El otro Kurosawa y Québec 1970

El otro Kurosawa y Québec 1970
Begoña del Teso
BEGOÑA DEL TESO

Se le acaba el tiempo a esta Berlinale 2018 donde ya se han repartido los premios menores a la espera de que, por hacer una simple apuesta, Joaquin Phoenix sea coronado príncipe de la ciudad destruida en el 45, amurallada en los 60, vitalísima en los 70, resucitada en 1989 y aun en fase de reconstrucción siempre bajo los tilos, cerca de la Isla de los Museos, la Ópera y la inmortal plaza Alexander desde donde los ángeles de Wenders veían pasar un mundo, el nuestro, los humanos. Coronar a Joaquin, hermano de River, príncipe de esta ciudad que se pelea por contener el tráfico y trasiego de motores diesel por sus carreteras y calles.

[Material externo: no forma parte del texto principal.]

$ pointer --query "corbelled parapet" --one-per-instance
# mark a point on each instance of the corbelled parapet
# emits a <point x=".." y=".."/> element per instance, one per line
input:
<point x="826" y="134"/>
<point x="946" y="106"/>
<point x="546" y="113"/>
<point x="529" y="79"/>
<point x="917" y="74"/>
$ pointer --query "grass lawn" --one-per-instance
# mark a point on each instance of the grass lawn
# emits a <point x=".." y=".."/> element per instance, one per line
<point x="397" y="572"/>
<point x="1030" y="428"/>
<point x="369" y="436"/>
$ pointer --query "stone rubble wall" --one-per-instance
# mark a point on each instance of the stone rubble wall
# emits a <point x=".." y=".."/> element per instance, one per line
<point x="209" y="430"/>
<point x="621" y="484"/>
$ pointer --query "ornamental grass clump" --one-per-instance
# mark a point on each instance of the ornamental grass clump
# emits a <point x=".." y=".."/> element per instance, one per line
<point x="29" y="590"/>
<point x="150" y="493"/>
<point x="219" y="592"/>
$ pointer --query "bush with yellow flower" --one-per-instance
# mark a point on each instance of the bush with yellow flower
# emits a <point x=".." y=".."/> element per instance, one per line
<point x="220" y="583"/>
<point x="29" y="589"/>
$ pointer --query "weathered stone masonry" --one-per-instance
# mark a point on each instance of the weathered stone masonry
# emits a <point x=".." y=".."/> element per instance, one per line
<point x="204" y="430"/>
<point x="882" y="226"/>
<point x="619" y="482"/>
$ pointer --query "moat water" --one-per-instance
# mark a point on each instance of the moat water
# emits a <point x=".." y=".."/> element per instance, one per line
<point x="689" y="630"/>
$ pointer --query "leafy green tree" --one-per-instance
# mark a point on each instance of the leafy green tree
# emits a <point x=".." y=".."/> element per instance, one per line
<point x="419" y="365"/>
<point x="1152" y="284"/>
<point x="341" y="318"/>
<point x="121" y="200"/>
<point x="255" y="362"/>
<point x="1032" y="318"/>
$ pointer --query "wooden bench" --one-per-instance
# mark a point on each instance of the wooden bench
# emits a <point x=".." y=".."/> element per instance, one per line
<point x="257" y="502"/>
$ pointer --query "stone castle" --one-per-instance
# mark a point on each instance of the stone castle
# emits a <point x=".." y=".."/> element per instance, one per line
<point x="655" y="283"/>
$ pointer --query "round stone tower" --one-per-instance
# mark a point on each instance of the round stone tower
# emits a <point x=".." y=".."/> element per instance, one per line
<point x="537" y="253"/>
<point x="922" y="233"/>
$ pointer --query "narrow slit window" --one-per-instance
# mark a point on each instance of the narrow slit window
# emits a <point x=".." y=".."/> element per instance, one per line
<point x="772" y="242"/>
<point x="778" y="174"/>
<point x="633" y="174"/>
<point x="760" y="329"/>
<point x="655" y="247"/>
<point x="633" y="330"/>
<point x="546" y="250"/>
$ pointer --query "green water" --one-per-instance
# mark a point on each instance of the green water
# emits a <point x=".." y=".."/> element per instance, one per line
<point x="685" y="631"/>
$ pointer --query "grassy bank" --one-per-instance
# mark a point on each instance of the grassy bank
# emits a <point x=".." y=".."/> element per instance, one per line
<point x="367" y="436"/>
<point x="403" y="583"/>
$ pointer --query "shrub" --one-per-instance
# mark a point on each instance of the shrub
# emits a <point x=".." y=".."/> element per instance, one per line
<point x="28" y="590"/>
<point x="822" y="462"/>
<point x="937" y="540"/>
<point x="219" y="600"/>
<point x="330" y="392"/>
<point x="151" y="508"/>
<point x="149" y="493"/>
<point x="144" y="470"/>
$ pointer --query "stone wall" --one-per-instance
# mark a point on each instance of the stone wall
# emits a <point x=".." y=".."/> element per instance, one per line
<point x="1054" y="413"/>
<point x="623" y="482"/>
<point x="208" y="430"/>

Príncipe por su trabajo en un título poderoso, muy ácido, con mucho juego fílmico en su interior, ese 'Don´t Worry, He Won´t Run Too Far' de un director siempre en forma y transformación, Gus Van Sant. Algunos cruzamos los dedos e invocamos a los dioses germánicos para que triunfe otro gran osado, Wes Anderson pero mientras transcurren las horas para que eso suceda (o no) pasamos los minutos charlando en el bar de uno de los complejos cinematográficos de la Berlinale, los CinemaXxx, con un director nuevo que es al mismo tiempo actor con muchos galones. El quebequés Luc Picard ha presentado en Generation, el tremendo festival juvenil contenido en la Berlinale, un título que ha sido descrito por la revista The Hollywood Reporter cómo una de las joyas escondidas (y encontradas por unos cuantos)de esta edición 68. Se trata de 'Cross My Heart/Les Trois Rois Mongols' y nos retrotrae a una época convulsa del Canadá bilingüe, los años 70 cuando por haber había hasta un Front de Libération Quebécois que secuestraba gente y ponía artefactos explosivos. Pero ese Québec, ese Montreal donde francófonos y angloparlantes vivían cada uno en su mundo y en muchas ocasiones sin entender la lengua del otro es simplemente el entorno (potente), el contexto (preciso y puntiagudo) y el caldo de cultivo (bien sazonado) para una historia de lealtad infantil y juvenil. Para sus sueños y su despertar a la realidad que confirma que a veces no se cumplen. Con Luc comentamos cómo a poco de que raspes un poco cualquier conflicto lingüístico o religioso de este mundo y de otros acabas encontrándote con la Economía como detonante primero. En otro momento de la charla llegamos a la conclusión de que 40 años son muchos y mucho ha cambiado Canadá en cuatro décadas. Cinematográficamente. Lingüísticamente. También pensamos juntos ante un café que aquel tiempo y aquel Québec fueron para muchos bilingües o aprendices de, la proyección (algo fantasiosa) de nuestro sueño de dos idiomas igualados por la ley y la sociedad

Y del CineMaXxx al Cubix, cerca del Museo de la (no del todo) extinta DRD, la República Oriental. Allá un viejo conocido de la Semana de Cine Fantástico y de Terror, el otro Kurosawa, Kiyoshi que no Akira, presentó el soberano 'spin of' de su 'Before We Vanish' que fue celebrada en Cannes y en la pasada Horrorosa de noviembre y que tiene su origen en un proyecto multidisciplinar que comienza en una obra de teatro y continúa por una serie de TV. Sin olvidar que el guión de este 'Yocho (Foreboding) 'está escrito por Takahshi Hirosi, autor igualmente del de la increíble y ya memorabilísima 'The Ring'.

Alienígenas que se van volviendo más y más mortal y defectuosamente humanos, ningún efecto especial a la vista, dos horas quince minutos de proyección y un coloquio donde el otro Kurosawa reconoció haber elegido a una mujer para salvar (es un decir) al mundo porque las cosas son como son y en Japón si sucediera una invasión patógena, las mujeres serían más fuertes que los hombres. Así de sencillo.

Reflexiones y reflejos horas antes de que la Berlinale de este 18 acabe.